Going into the college process, I had many expectations, most of which were fueled by media depictions. I thought I would make friends quickly, join lots of clubs, and unleash my inner social being. I thought I would find a place to belong, something that had previously been lacking in my life. Throughout high school, I got good grades without exerting too much effort, so I thought college would be the same way. Absolutely nothing about the reality of my college experience was what I expected. It has not been what I hoped. In some ways, it is better. But in some ways, it is worse. Either way, I believe it is worth it.
1. You're better than you think you are...
When I first started college, I was overwhelmed by the intelligence of my classmates. I was astounded by how profound everyone sounded. I didn't think I had the ability to articulate words of such academic quality. I've never been very talkative in class, and I let my worries prevent me from speaking at all, in most cases. I would do the homework and write the essays, fretting that the professor would think I was dumb. However, all of that stress was for nothing, in the end. The professors I've had have been very understanding about my hesitancy to speak in class, and generally, they have been impressed with me. I'm not dumb. I just find it all too easy to slip into the habit of comparing myself to others.

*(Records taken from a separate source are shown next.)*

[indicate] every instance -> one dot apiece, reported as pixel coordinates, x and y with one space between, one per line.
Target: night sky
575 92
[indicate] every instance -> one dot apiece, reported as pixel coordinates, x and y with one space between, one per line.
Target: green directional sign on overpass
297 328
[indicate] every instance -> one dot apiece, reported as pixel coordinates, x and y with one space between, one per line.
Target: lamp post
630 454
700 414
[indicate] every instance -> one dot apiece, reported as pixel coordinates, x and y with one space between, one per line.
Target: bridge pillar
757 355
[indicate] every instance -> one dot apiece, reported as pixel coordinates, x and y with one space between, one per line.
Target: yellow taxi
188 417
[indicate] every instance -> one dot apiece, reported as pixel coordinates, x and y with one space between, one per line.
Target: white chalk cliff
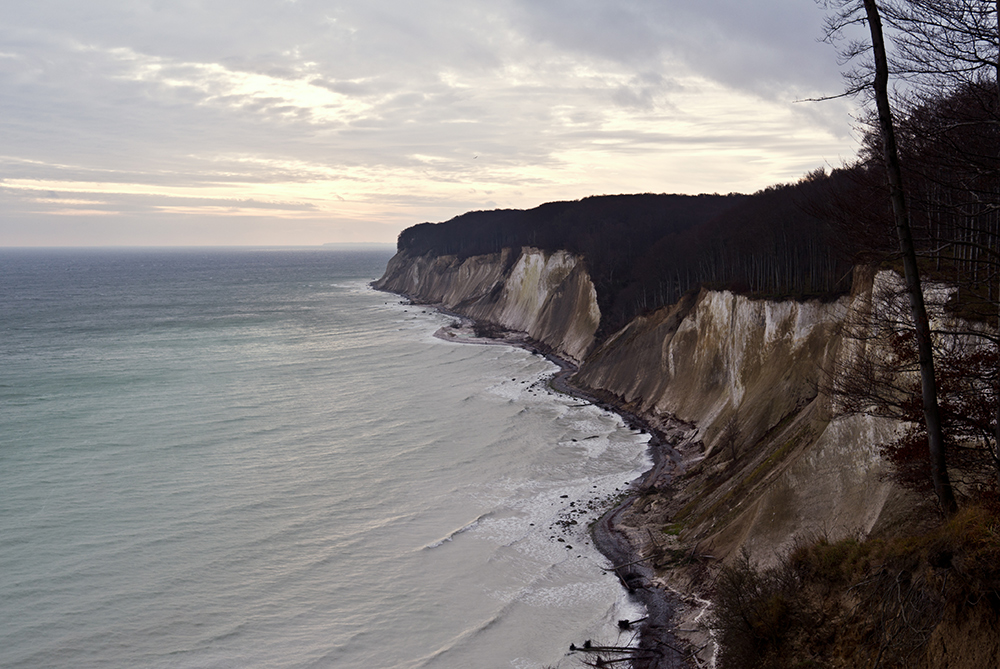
767 460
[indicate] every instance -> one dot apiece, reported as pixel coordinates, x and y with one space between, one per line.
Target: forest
922 198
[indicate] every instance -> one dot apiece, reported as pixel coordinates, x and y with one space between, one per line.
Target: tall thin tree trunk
918 310
996 396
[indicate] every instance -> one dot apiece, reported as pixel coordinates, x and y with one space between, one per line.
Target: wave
455 533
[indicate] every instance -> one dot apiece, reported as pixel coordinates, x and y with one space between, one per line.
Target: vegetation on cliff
922 198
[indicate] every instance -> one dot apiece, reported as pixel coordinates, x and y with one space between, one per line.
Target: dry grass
859 603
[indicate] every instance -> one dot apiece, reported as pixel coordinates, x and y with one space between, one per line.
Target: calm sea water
249 458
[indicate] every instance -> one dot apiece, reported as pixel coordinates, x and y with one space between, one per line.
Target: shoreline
657 631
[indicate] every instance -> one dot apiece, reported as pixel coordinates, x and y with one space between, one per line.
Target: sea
248 457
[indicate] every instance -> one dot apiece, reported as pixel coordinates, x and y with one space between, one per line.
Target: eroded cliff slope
735 382
549 296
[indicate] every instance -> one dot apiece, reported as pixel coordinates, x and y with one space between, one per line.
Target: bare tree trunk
918 310
996 434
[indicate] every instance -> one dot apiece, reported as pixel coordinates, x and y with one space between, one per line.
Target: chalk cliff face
768 461
777 464
548 296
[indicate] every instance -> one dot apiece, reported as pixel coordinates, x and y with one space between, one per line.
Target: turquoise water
249 458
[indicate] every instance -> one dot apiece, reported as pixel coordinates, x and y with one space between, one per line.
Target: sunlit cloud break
351 126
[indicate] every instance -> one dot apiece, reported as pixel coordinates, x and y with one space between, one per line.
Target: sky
300 122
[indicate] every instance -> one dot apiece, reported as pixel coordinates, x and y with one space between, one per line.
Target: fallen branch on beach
627 564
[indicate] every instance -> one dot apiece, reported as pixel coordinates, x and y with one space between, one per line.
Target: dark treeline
645 251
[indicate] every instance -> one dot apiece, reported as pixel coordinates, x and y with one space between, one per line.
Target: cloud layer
303 122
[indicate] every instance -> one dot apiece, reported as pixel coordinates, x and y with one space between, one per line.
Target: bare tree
867 12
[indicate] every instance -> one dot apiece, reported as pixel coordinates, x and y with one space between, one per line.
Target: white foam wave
465 528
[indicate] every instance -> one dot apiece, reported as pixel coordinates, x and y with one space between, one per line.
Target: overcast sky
180 122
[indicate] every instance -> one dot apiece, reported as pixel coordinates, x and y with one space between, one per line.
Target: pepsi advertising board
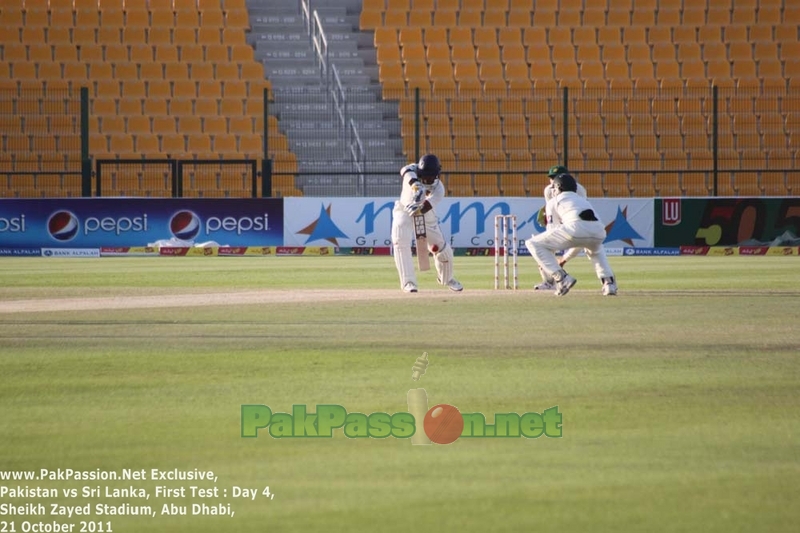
98 222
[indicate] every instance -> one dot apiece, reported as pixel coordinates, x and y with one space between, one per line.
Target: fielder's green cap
556 170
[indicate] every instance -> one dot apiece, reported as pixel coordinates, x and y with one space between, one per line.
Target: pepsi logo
63 226
184 225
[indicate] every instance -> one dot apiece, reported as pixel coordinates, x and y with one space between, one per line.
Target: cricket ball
443 424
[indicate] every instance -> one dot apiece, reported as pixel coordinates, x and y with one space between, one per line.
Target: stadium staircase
331 109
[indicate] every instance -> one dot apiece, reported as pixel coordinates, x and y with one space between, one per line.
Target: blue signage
98 222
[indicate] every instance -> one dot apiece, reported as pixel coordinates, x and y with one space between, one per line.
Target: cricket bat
422 243
418 406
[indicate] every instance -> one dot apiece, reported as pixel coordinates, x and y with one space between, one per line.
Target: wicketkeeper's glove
419 193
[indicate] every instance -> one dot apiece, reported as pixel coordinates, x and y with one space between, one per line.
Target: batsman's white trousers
585 234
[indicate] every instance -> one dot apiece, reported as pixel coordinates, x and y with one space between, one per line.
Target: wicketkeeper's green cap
556 170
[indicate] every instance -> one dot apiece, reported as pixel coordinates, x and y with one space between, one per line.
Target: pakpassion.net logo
442 423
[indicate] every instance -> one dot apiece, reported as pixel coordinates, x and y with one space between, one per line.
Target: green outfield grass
680 397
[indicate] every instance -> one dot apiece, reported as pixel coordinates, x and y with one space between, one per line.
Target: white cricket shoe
454 285
609 289
563 286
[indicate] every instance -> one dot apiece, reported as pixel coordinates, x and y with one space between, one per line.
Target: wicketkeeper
414 217
548 284
574 224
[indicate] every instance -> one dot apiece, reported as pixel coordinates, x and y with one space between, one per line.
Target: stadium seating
672 52
149 68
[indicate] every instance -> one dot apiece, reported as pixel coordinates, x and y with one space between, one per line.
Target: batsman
414 216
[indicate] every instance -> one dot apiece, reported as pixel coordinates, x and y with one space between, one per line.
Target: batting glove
409 168
419 194
414 208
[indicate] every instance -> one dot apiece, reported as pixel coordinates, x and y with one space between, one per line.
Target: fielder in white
573 224
422 191
548 283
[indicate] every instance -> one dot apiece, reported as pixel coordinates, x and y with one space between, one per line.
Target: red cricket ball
443 424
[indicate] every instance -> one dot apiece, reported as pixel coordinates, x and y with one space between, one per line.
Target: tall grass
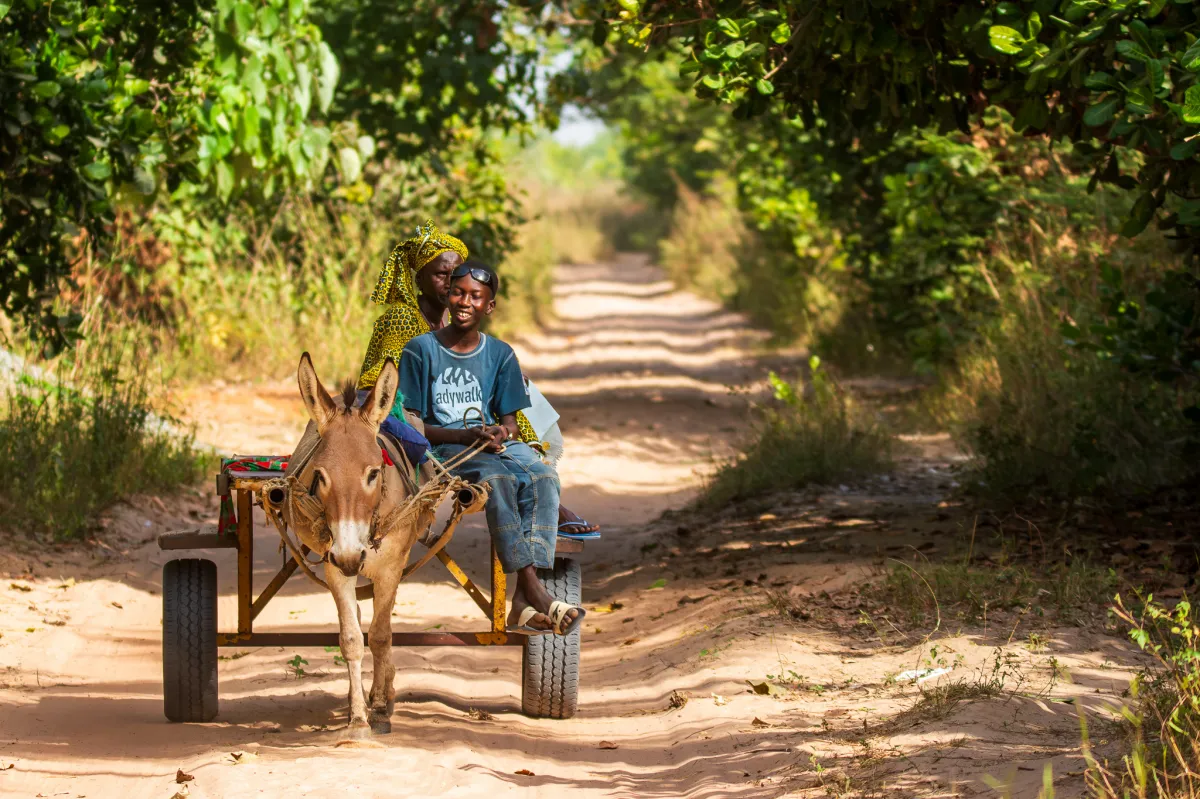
69 449
816 436
1163 720
1047 419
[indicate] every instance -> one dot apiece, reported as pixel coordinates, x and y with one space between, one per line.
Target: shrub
1164 720
816 436
70 451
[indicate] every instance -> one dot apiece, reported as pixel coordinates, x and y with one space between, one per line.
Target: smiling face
469 302
433 278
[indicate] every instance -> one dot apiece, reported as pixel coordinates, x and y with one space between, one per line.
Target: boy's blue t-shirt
444 386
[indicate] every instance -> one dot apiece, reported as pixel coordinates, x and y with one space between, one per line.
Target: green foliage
85 104
1163 756
1114 76
1047 418
917 595
69 451
816 436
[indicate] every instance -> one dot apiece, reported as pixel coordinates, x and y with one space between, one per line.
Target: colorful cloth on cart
227 523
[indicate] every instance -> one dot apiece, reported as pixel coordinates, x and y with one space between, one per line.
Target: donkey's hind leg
383 686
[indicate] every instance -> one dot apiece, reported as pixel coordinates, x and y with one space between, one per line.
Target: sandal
583 524
558 612
523 628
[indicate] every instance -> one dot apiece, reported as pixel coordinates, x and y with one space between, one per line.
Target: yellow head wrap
396 288
397 278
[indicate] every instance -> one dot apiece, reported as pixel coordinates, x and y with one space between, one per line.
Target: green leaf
1101 80
349 164
268 22
97 170
1140 216
1006 40
57 133
1131 50
1101 112
1191 109
328 78
46 89
252 79
1140 101
225 180
143 180
1191 59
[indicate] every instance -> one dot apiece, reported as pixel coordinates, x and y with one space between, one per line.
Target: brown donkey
347 474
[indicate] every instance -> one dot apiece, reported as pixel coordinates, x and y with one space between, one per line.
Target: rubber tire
190 640
550 664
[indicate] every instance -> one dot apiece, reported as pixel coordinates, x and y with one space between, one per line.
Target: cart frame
246 488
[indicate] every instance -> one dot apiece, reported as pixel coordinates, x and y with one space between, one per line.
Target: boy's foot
569 522
539 622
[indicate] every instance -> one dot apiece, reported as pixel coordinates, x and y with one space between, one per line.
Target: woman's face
433 278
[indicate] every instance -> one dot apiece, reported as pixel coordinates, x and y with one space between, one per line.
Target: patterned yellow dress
403 319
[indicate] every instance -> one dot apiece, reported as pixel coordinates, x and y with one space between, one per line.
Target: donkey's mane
349 396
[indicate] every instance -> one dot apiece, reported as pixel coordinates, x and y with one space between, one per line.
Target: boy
467 388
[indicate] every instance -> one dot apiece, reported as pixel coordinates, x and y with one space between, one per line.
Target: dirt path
685 610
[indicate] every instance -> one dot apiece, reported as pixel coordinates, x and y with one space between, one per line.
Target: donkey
347 474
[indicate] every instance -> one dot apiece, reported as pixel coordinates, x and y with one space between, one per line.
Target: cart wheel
550 662
190 640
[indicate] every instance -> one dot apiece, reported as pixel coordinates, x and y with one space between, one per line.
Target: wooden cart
190 635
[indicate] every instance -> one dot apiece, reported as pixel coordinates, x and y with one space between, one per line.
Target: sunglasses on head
475 272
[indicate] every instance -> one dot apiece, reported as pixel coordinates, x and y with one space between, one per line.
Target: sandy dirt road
684 611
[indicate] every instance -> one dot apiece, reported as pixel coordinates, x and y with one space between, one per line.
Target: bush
70 451
817 436
1164 719
1047 419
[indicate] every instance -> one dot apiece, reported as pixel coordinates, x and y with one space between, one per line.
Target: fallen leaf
765 688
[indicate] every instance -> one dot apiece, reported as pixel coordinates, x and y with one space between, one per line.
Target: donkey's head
348 466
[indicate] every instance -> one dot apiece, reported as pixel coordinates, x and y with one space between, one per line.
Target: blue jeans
522 509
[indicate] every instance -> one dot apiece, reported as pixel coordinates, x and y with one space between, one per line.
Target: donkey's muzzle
349 565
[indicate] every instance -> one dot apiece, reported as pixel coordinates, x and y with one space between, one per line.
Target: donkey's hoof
357 731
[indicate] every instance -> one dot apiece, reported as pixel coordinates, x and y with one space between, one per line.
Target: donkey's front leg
351 637
383 688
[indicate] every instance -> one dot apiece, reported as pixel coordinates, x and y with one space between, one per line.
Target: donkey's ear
318 402
378 403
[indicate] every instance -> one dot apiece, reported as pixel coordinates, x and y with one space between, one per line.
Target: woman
414 284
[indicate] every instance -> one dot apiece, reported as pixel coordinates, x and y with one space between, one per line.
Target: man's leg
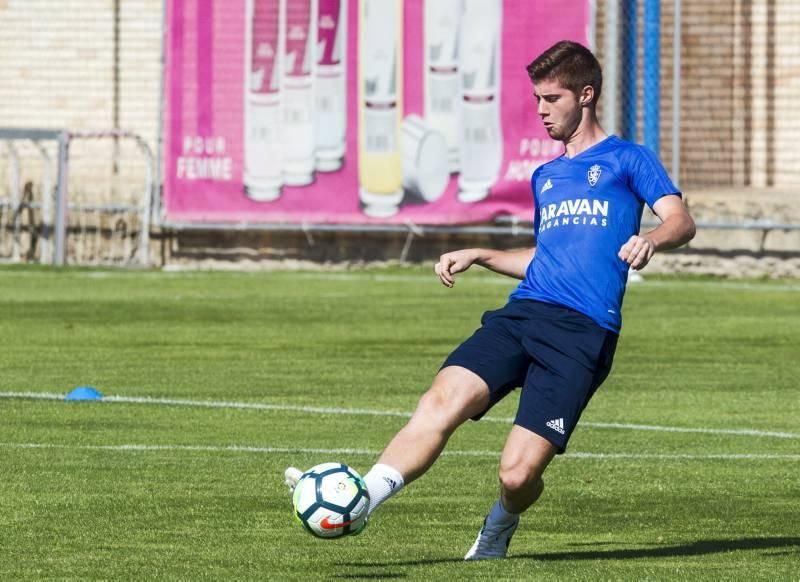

2. But don't overestimate yourself.
High school may have been quite easy for me, but college has been a different experience. I have to devote much more time and energy to my studies now, and when I don't, it shows. I guess one could say I have been put in my place. While I have exceeded my expectations in some respects, I have also disappointed myself significantly. At first, I would get extremely depressed if I didn't do as well as I expected or hoped for an assignment. But now, I don't think the fact that I have disappointed myself is bad. I think there is a lot to learn from failure. I've gained perspective, and I have learned to face mistakes with humility and hope. Mistakes and failures will never define me, as long as I vow to stand back up and try again.
3. Nothing is as glamorous or exciting as people like to make it out to be.
Everyone says you'll meet your life-long friends in college, that you'll find the people who will stick by your side until the end. I never found my life-long group of friends, or really anyone at all, despite the fact that I have been in college for about a year and a half. Sure, I've met people, but I have not made any lasting friendships. I don't think that means there's anything wrong with me; I just think it means that being social is difficult for me, and there is no magic spell that will allow me to make friends more easily, even in college. I haven't had any awe-inspiring, self-discovering moments. I am still quite uncertain about myself and my future. Overall, much of my experience feels kind of underwhelming to me, though I still believe my education is important and worth the struggle. Everyone's college experience will be different, and it will not always live up to the surreal images that have been planted in our minds.
4. It's okay to admit that things aren't exactly what you wanted them to be.
The fact that my college experience isn't what I wanted it to be does not mean I have failed. It simply means that things are different, and different does not have to be negative. I am open to the idea that perhaps there is some sort of purpose to the things I am experiencing, and there will be something positive that comes out of this.